Friday, January 2, 2015

Today in History

1492   Forces under King Ferdinand and Queen Isabella take the town of Granada, the last Moorish kingdom in Spain.  
1758   The French begin bombardment of Madras, India.  
1839   Photography pioneer Louis Daguerre takes the first photograph of the moon.  
1861   The USS Brooklyn is readied at Norfolk to aid Fort Sumter.  
1863   In the second day of hard fighting at Stone's River, near Murfreesboro, Tenn., Union troops defeat the Confederates.  
1903   President Theodore Roosevelt closes a post office in Indianola, Mississippi, for refusing to hire a Black postmistress.  
1904   U.S. Marines are sent to Santo Domingo to aid the government against rebel forces.
1905   After a six-month siege, Russians surrender Port Arthur to the Japanese.  
1918   Russian Bolsheviks threaten to re-enter the war unless Germany returns occupied territory.
1932   Japanese forces in Manchuria set up a puppet government known as Manchukuo.  
1936   In Berlin, Nazi officials claim that their treatment of Jews is not the business of the League of Nations.   
1942   In the Philippines, the city of Manila and the U.S. Naval base at Cavite fall to Japanese forces.  
1943   The Allies capture Buna in New Guinea.  
1963   In Vietnam, the Viet Cong down five U.S. helicopters in the Mekong Delta. 30 Americans are reported dead.  
1966   American G.I.s move into the Mekong Delta for the first time.  
1973   The United States admits the accidental bombing of a Hanoi hospital.
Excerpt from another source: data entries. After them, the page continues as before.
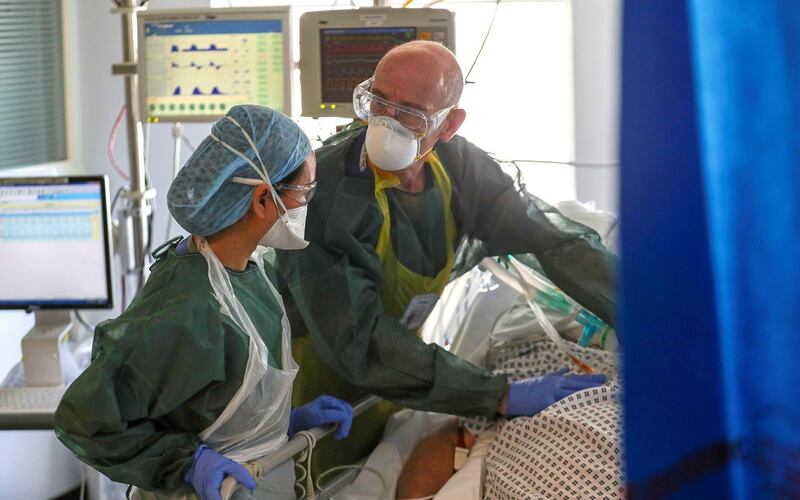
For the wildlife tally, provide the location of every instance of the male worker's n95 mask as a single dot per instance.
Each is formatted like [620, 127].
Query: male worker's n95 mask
[390, 145]
[288, 231]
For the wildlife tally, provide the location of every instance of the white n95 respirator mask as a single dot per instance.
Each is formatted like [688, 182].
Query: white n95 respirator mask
[390, 145]
[288, 231]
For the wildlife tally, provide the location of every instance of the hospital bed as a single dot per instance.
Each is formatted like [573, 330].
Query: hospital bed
[573, 448]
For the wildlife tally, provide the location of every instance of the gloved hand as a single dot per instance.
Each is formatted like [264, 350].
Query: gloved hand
[209, 470]
[322, 411]
[530, 396]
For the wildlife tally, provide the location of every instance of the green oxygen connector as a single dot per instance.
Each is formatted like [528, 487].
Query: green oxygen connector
[551, 299]
[591, 326]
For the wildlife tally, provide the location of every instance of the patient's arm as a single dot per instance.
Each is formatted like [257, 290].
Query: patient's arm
[431, 463]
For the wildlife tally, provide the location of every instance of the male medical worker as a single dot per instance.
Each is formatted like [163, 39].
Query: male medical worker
[395, 199]
[196, 375]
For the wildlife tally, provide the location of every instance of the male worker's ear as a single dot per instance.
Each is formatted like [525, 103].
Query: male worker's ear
[452, 123]
[261, 203]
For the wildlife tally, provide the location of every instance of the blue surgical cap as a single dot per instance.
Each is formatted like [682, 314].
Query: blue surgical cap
[202, 198]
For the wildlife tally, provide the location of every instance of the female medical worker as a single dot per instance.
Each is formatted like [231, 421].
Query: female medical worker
[196, 375]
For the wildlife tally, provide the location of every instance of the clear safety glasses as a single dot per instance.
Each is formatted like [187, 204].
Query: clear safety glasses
[367, 104]
[301, 193]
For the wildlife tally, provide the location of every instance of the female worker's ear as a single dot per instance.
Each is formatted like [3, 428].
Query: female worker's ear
[261, 201]
[452, 124]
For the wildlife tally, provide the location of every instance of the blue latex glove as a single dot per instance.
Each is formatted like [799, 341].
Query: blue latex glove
[322, 411]
[209, 470]
[530, 396]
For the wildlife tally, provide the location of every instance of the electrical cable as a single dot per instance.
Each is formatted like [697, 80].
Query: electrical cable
[494, 16]
[352, 467]
[308, 487]
[188, 143]
[116, 197]
[570, 163]
[112, 139]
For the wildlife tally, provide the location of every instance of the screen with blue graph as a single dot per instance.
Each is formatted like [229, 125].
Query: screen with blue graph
[198, 69]
[54, 243]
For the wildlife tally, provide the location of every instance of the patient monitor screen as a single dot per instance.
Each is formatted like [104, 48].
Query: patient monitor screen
[341, 48]
[197, 70]
[52, 245]
[349, 56]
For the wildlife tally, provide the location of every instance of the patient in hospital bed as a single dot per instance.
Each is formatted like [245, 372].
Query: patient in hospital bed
[572, 449]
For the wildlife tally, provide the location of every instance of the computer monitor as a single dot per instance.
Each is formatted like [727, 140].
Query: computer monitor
[55, 256]
[196, 64]
[54, 243]
[341, 48]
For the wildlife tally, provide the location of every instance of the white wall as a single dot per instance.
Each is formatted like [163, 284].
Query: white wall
[596, 45]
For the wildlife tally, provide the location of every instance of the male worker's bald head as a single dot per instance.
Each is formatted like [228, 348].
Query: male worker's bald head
[430, 61]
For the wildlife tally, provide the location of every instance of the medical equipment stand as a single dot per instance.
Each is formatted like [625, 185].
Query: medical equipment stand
[139, 195]
[40, 355]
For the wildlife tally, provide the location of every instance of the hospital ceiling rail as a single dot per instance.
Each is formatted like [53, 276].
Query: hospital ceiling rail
[139, 194]
[296, 445]
[31, 420]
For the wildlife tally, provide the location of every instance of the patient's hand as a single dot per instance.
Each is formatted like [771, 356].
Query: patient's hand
[430, 465]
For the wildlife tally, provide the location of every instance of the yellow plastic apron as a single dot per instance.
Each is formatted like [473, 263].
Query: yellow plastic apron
[400, 284]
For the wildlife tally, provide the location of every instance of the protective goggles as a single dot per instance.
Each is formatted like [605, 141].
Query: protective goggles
[301, 193]
[366, 104]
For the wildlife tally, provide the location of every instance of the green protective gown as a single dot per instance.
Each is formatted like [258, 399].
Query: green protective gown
[334, 284]
[163, 371]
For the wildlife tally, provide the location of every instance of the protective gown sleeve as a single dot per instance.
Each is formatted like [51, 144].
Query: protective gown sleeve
[334, 284]
[135, 413]
[488, 207]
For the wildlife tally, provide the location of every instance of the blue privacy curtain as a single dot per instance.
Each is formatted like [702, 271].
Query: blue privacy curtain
[710, 201]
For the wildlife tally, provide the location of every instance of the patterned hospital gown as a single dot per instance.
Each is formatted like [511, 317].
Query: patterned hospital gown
[573, 449]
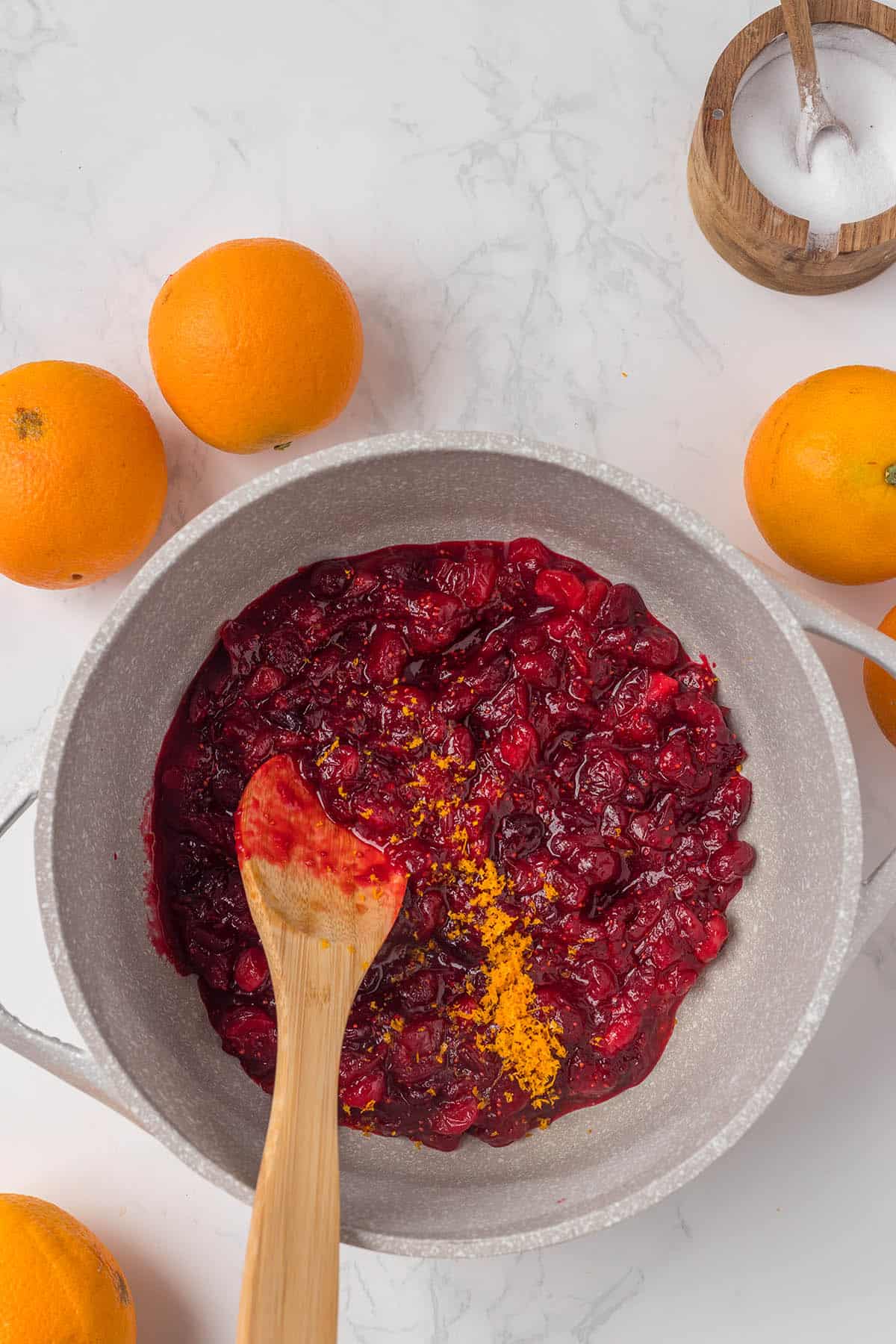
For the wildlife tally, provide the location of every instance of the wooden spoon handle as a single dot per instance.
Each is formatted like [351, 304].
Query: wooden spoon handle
[290, 1280]
[798, 23]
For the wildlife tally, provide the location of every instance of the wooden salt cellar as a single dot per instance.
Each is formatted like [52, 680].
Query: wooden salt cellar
[761, 241]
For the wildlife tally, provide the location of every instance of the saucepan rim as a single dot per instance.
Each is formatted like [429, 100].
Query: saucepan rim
[139, 1105]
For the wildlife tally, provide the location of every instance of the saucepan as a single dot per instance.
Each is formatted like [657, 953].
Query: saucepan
[149, 1048]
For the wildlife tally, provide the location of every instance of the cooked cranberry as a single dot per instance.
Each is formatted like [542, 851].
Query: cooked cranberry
[519, 833]
[561, 588]
[388, 658]
[472, 578]
[732, 860]
[621, 604]
[573, 761]
[527, 550]
[517, 744]
[364, 1090]
[250, 969]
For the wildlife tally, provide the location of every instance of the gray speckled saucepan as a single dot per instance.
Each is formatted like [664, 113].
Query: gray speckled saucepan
[151, 1051]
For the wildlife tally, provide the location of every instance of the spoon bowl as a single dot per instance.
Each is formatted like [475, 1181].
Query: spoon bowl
[323, 902]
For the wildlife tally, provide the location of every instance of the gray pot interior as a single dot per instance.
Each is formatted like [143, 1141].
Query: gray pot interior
[753, 1009]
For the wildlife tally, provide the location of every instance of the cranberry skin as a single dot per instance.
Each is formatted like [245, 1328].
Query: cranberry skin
[250, 969]
[364, 1092]
[561, 588]
[467, 702]
[388, 658]
[732, 860]
[517, 744]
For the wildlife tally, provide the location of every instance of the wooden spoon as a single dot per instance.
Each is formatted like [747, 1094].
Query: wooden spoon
[323, 902]
[815, 109]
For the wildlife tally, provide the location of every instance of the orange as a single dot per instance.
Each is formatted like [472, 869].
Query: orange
[82, 475]
[821, 475]
[880, 685]
[58, 1284]
[254, 343]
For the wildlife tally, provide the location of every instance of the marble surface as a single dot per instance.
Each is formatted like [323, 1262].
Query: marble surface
[503, 186]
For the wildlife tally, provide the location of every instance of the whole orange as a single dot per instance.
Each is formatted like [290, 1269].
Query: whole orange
[821, 475]
[82, 475]
[58, 1283]
[255, 342]
[880, 685]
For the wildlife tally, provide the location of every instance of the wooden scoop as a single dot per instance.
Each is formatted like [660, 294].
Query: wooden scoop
[323, 902]
[815, 109]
1980   President Jimmy Carter asks the U.S. Senate to delay the arms treaty ratification in response to Soviet action in Afghanistan.  
1981   British police arrest the "Yorkshire Ripper" serial killer, Peter Sutcliffe.  
1999   A severe winter storm hits the Midwestern US; in Chicago temperatures plunge to -13 ºF and19 inches of snow fell; 68 deaths are blamed on the storm.  
2006   A coal mine explosion in Sago, West Virginia, kills 12 miners and critically injures another. This accident and another within weeks lead to the first changes in federal mining laws in decades.